1. **Download Case Data** (optional): Downloads linelist data from S3 when ``-dl`` is specified
2. **Process Linelist** (optional): Converts raw linelist data to daily case counts when ``-pl`` is specified
3. **Aggregate Case Data**: Validates and aggregates case data at the configured granularity
4. **Weather Data**: Downloads and uses S3 data (``-ws``) or uses previously downloaded data (``-rws``)
5. **Generate Thresholds** (optional): Calculates alert thresholds when ``-t`` is specified
6. **Model Training & Predictions** (optional): Trains models and generates predictions when ``-m`` is specified
7. **Generate Maps** (optional): Creates geographic visualizations when ``-gm`` is specified

Example Commands
----------------

**Standard run with freshly downloaded S3 weather data:**

.. code-block:: bash

    python src/acestor/main.py -ws -t -m

**Use previously downloaded weather data (faster):**

.. code-block:: bash

    python src/acestor/main.py -rws -t -m

**Full pipeline from linelist data:**

.. code-block:: bash

    python src/acestor/main.py -dl -pl -ws -t -m

**Run with custom configuration:**

.. code-block:: bash

    python src/acestor/main.py -c config/custom_config.yaml -ws -t -m

**Generate predictions with maps:**

.. code-block:: bash

    python src/acestor/main.py -ws -t -m -gm

**Run predictions for a specific date:**

.. code-block:: bash

    python src/acestor/main.py -d 2024-12-01 -rws -t -m

**Quick test run (using previously downloaded weather data, no maps):**

.. code-block:: bash

    python src/acestor/main.py -rws -t -m

Configuration File
------------------

The pipeline requires a YAML configuration file specifying:

- ``root_dir``: Root directory for data and outputs
- ``region_name``: Geographic region to process (e.g., "Karnataka")
- ``granularity``: Level of spatial detail ("district" or "subdistrict")
- ``weather_data_path``: Path to weather data
- ``geojson_folder``: Path to GeoJSON boundary files
- ``raw_linelist_path``: Path to raw linelist data (if using linelist input)
- ``ihip_s3_location``: S3 bucket location for IHIP data (if downloading from S3)
- ``debug``: Enable debug mode (processes only last 3 years of data)

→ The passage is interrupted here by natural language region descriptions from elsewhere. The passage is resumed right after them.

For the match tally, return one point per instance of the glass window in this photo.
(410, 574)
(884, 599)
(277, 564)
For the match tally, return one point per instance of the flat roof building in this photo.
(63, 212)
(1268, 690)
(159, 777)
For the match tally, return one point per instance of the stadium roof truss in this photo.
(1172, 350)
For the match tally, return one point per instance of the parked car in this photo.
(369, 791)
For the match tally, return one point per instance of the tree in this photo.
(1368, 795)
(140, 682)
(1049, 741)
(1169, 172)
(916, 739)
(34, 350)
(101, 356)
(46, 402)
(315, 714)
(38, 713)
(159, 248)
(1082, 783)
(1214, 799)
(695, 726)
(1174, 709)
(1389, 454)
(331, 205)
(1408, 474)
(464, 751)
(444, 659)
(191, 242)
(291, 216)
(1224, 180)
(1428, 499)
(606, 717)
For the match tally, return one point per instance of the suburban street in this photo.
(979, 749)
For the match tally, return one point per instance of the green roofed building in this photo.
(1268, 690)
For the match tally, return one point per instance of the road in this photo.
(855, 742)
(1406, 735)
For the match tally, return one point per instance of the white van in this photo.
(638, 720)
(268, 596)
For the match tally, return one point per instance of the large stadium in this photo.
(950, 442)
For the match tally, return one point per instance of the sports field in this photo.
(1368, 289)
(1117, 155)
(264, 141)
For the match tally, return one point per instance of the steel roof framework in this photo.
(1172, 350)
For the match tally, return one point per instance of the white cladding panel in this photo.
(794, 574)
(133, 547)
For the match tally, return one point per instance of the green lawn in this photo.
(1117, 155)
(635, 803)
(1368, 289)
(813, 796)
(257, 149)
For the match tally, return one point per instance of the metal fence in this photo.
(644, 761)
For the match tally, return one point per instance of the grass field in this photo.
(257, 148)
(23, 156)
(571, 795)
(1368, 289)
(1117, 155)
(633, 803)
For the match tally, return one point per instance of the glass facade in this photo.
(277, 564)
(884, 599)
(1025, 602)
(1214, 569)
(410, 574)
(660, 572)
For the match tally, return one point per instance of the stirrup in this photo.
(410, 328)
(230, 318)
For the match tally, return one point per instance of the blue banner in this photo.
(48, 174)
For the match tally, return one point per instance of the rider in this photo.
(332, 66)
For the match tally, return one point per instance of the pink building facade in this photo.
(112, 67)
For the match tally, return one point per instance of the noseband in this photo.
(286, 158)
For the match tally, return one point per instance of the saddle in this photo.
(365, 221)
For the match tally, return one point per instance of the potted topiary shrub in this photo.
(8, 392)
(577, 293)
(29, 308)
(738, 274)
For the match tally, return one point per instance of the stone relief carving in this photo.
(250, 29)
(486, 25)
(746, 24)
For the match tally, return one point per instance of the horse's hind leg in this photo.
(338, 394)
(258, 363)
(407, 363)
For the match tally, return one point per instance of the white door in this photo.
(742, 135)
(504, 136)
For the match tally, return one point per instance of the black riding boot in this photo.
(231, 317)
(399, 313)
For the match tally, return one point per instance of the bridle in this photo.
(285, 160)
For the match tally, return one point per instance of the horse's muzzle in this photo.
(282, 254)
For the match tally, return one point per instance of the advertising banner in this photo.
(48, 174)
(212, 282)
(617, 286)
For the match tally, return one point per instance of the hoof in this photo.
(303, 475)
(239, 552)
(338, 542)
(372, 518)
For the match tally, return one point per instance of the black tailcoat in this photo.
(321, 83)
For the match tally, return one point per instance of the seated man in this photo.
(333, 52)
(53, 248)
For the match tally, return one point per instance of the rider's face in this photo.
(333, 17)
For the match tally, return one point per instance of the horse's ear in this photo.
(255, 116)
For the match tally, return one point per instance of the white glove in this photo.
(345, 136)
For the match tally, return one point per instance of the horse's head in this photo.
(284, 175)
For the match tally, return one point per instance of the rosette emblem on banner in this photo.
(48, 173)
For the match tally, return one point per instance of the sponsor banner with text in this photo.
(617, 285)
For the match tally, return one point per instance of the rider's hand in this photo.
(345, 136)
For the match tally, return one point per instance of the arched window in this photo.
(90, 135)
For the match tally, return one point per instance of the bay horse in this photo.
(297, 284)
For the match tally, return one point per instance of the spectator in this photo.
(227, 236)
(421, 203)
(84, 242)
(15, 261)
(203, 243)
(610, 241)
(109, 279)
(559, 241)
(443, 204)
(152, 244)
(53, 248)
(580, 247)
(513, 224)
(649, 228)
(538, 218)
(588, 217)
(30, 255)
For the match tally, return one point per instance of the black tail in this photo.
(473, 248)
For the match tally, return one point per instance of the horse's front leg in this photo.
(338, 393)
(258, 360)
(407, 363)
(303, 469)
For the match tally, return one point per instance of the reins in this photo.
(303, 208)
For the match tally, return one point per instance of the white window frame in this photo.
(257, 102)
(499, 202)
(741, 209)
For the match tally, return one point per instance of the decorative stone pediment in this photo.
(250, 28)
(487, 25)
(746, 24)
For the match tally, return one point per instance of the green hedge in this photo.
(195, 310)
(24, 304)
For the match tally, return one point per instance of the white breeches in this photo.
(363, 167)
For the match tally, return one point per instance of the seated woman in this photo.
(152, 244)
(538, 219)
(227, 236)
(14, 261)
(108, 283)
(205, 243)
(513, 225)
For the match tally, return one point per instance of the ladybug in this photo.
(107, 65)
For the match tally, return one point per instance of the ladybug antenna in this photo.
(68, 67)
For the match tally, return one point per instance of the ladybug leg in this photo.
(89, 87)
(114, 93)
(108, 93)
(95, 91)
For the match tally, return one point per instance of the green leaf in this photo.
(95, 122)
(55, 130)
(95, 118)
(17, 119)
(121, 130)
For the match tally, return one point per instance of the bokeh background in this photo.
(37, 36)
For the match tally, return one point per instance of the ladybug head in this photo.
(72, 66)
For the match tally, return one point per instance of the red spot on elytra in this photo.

See the :doc:`data_specification` page for detailed configuration file documentation.

Important Notes
---------------

**Weather Data Options:**

- Use ``-ws`` for the first run or when you need fresh weather data
- Use ``-rws`` for subsequent runs to save time (reuses previously downloaded data)
- Weather data is cached in the ``weather_data_path`` specified in the config

**Threshold and Prediction Flags:**

- Both ``-t`` (thresholds) and ``-m`` (predictions) are typically used together
- ``-t`` generates alert thresholds based on historical data
- ``-m`` trains models and generates predictions
- These are separate flags to allow flexibility in pipeline execution

**Date Selection:**

- By default, the pipeline runs predictions for today's date
- Use ``-d`` to run predictions for historical dates or specific future dates
- Date must be in YYYY-MM-DD format

GeoJSON Files
-------------

GeoJSON boundary files must be organized in the folder specified by ``geojson_folder`` in the configuration:

.. code-block:: text

    geojsons/
    └── <StateName>/
        ├── districts/
        │   └── district_<LGD_CODE>.geojson
        └── subdistricts/
            └── subdistrict_<LGD_CODE>.geojson

See the :doc:`data_specification` page for detailed GeoJSON requirements and format specifications.

Outputs
-------

Pipeline outputs are saved to the ``results/`` directory and include:

- District-level predictions CSV
- State-level predictions CSV
- Log files in ``logs/`` directory
- Map visualizations (when ``-gm`` is specified)